The latest infuriating example is the case of the Greek-American businessman Merkourios (Mike) Angeliades, who made a serious investment in the Golf – North Afantou property in Rhodes, during the Samaras government, and who, meanwhile, developed plans to invest a total of 400 million dollars to develop the property.
The master plan, legal fees, etc. alone must have cost him a considerable amount of money during this time.
Yet, now comes this government, namely the Archaeological Service, post-hoc, and characterizes the property as an archaeological site.
In other words, they are radically changing the terms under which Angeliades made the investment.
For besides altering the building potential of the property, it also means years of delays, for those who are aware of the pace at which the Archaeological Service works.
Naturally Angeliades is furious: Here is part of the statement he made to this newspaper:
“I want the area just as it was when I purchased it. Just as it was. The way it was when I bought it, just as it was then, when I put my money on it and made plans to invest 400 million. If they change it, I don’t want it. I will depart… What should I stay and do there?

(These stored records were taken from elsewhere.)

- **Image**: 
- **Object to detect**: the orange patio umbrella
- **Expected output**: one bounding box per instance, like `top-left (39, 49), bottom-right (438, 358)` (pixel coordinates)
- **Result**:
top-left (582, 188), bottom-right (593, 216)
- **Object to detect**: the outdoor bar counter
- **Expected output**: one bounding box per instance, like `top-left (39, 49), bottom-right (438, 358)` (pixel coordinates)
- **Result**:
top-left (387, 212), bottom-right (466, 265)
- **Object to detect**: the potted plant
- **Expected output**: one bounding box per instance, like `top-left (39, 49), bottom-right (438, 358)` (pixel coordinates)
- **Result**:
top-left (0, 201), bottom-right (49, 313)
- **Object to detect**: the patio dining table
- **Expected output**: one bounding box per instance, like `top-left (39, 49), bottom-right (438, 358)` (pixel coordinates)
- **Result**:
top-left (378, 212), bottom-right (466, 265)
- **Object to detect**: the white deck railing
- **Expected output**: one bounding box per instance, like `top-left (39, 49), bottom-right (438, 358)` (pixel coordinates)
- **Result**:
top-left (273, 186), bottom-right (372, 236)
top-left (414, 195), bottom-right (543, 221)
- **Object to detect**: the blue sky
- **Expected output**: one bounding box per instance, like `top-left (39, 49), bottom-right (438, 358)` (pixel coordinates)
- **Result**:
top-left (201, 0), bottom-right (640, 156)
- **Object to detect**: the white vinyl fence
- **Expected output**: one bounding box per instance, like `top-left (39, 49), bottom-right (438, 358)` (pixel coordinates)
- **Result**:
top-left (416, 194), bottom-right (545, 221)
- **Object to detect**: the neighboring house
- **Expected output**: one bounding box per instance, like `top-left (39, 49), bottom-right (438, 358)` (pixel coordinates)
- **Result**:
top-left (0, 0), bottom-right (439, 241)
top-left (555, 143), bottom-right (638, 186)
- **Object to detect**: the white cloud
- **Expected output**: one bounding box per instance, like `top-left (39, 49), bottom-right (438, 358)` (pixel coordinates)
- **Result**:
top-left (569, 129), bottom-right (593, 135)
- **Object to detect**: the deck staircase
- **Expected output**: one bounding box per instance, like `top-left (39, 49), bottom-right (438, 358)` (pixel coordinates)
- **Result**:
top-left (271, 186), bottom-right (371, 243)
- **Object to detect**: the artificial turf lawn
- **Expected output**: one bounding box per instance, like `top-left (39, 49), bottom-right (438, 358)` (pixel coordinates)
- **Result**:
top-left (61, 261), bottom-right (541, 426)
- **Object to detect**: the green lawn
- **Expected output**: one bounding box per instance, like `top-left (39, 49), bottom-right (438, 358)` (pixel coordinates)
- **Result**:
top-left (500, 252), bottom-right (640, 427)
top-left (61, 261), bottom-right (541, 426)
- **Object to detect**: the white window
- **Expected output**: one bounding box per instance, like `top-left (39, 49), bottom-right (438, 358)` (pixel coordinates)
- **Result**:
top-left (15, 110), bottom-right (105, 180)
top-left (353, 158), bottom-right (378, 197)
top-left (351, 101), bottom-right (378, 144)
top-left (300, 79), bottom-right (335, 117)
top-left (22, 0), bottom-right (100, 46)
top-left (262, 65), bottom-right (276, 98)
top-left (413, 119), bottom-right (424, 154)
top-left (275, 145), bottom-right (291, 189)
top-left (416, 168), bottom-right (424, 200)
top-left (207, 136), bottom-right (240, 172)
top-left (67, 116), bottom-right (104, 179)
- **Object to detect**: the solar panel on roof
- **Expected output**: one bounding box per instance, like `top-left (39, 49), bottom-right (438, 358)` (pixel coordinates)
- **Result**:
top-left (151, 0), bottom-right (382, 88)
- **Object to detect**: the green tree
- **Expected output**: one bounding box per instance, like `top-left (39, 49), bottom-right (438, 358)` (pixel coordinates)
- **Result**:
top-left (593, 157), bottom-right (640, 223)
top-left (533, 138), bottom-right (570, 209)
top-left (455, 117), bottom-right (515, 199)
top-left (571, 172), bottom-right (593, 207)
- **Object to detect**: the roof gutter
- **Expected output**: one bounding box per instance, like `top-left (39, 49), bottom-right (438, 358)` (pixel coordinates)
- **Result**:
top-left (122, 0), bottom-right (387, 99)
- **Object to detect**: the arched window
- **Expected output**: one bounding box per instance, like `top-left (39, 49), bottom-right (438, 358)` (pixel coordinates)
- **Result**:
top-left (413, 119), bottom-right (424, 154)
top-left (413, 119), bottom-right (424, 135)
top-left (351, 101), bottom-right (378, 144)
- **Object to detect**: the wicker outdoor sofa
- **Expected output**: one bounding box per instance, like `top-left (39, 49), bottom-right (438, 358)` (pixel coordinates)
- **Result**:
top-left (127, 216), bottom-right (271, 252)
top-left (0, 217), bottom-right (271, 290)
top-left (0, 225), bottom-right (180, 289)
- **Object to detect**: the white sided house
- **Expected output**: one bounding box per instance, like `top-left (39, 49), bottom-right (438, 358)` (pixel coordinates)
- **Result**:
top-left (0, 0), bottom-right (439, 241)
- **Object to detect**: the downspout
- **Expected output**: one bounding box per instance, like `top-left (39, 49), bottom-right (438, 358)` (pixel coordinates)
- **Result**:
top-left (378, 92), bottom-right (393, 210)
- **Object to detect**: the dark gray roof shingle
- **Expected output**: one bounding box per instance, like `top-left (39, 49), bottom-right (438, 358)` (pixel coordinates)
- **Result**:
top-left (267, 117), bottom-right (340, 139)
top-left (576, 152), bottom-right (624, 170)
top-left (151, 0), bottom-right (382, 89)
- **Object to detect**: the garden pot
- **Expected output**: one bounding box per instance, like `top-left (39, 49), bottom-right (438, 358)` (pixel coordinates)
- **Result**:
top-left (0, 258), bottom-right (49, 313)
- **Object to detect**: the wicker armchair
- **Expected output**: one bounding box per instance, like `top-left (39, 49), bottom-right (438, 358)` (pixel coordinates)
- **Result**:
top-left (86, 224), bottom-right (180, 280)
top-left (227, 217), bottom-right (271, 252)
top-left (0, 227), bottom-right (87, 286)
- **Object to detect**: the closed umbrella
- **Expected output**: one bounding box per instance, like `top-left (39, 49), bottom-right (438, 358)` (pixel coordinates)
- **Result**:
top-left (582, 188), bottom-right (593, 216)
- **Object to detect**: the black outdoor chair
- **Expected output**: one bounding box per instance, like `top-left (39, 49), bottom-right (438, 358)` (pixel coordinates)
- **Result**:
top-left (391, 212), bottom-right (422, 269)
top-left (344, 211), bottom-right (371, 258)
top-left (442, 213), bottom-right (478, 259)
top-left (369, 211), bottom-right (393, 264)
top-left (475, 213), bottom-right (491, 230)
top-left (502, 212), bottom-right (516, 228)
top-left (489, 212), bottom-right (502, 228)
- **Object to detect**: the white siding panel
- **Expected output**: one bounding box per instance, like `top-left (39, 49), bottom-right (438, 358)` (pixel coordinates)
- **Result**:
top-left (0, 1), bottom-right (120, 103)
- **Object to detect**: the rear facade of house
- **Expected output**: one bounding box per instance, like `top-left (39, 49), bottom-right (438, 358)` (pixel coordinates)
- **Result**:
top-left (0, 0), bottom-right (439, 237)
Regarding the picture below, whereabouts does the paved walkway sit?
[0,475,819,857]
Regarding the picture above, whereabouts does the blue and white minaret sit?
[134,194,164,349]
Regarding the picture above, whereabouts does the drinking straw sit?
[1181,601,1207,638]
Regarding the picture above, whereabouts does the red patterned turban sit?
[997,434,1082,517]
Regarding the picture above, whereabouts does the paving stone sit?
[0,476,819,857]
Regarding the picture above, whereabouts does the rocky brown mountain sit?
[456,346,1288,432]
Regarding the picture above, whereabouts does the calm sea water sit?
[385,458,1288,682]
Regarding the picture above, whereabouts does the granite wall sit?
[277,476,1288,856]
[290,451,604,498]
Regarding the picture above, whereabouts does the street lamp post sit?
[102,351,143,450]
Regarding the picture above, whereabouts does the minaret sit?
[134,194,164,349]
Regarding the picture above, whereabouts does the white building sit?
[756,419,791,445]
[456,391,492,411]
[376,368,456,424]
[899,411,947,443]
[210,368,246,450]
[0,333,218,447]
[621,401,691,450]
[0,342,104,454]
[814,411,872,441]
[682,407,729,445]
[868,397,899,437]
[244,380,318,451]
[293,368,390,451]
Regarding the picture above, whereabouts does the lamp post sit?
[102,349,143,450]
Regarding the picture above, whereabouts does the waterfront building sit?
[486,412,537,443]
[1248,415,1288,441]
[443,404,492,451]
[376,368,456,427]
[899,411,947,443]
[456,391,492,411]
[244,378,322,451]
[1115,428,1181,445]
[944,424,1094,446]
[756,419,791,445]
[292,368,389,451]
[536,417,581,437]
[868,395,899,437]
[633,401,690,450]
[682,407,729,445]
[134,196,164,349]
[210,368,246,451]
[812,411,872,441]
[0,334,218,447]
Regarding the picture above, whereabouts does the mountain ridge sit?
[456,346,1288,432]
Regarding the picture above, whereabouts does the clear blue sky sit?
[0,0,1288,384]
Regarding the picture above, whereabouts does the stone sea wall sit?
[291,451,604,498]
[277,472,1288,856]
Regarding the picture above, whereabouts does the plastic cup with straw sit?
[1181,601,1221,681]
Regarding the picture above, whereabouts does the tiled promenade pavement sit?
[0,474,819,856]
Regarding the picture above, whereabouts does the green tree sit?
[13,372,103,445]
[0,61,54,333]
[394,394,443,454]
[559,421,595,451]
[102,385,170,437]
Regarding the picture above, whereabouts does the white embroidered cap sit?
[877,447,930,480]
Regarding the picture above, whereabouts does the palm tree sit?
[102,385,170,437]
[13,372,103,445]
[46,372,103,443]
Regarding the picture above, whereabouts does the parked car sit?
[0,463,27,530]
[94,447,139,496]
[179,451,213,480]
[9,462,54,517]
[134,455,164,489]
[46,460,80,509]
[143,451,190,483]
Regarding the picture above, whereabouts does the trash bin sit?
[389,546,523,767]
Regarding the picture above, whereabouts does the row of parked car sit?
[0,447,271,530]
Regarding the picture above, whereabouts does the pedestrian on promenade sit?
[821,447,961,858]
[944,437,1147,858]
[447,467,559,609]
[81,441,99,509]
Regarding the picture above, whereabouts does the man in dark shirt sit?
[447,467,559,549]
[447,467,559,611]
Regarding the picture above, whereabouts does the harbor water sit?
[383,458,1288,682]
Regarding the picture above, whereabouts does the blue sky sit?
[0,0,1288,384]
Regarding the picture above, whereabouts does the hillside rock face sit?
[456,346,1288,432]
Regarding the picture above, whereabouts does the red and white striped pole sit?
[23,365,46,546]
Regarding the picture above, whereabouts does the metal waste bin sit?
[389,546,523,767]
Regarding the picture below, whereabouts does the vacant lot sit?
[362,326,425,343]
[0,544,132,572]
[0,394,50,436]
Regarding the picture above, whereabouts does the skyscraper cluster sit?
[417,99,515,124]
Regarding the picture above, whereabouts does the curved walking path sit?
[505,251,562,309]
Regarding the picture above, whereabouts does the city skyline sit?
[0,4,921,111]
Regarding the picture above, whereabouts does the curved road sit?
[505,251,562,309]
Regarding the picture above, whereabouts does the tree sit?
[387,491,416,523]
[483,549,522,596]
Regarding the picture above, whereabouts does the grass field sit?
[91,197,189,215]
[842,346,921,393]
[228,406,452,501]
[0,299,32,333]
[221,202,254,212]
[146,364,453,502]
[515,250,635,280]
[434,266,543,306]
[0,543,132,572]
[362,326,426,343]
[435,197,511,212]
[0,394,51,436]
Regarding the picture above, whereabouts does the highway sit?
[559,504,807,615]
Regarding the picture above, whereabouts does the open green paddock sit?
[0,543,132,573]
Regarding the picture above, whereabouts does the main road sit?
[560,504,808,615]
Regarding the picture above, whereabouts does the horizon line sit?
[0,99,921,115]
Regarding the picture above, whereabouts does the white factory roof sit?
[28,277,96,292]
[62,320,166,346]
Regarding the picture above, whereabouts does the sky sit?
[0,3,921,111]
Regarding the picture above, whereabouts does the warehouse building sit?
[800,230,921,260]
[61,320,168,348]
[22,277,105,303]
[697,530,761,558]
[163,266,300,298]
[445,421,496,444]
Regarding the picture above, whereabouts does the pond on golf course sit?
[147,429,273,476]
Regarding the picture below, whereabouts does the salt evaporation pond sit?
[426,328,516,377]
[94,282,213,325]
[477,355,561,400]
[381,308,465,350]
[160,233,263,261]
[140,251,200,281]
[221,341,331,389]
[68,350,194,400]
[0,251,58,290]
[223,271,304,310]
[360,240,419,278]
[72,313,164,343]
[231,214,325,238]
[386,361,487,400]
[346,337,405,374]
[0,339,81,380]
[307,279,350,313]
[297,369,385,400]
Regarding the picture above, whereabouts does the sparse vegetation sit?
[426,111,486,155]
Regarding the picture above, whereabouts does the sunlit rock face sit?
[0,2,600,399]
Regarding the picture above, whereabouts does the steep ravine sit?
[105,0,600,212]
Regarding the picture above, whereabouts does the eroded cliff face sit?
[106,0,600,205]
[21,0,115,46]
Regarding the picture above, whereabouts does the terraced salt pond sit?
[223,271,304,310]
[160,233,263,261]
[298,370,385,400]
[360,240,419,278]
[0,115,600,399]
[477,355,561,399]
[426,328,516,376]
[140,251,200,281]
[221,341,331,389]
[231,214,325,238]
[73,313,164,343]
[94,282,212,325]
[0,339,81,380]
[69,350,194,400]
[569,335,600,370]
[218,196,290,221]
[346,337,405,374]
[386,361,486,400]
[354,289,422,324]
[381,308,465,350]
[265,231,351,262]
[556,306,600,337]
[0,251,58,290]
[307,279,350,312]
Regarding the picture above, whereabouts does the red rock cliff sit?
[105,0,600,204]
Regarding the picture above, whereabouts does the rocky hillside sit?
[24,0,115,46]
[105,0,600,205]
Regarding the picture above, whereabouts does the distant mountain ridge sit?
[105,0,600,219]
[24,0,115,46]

With a government that can’t communicate with each other?”
So that’s that, in regards to the loudmouthed declarations about attracting investments in Greece.
However, until they change that outdated mindset, until the word profit becomes a widely accepted notion, as it is in Western countries, until they manage to “communicate with each other” in the government, they will continue to provoke ridicule when speaking of investments to the expatriate community.
And the Greek people, those whom they are supposed to be serving, they are the ones who are paying the price of this stupid behavior.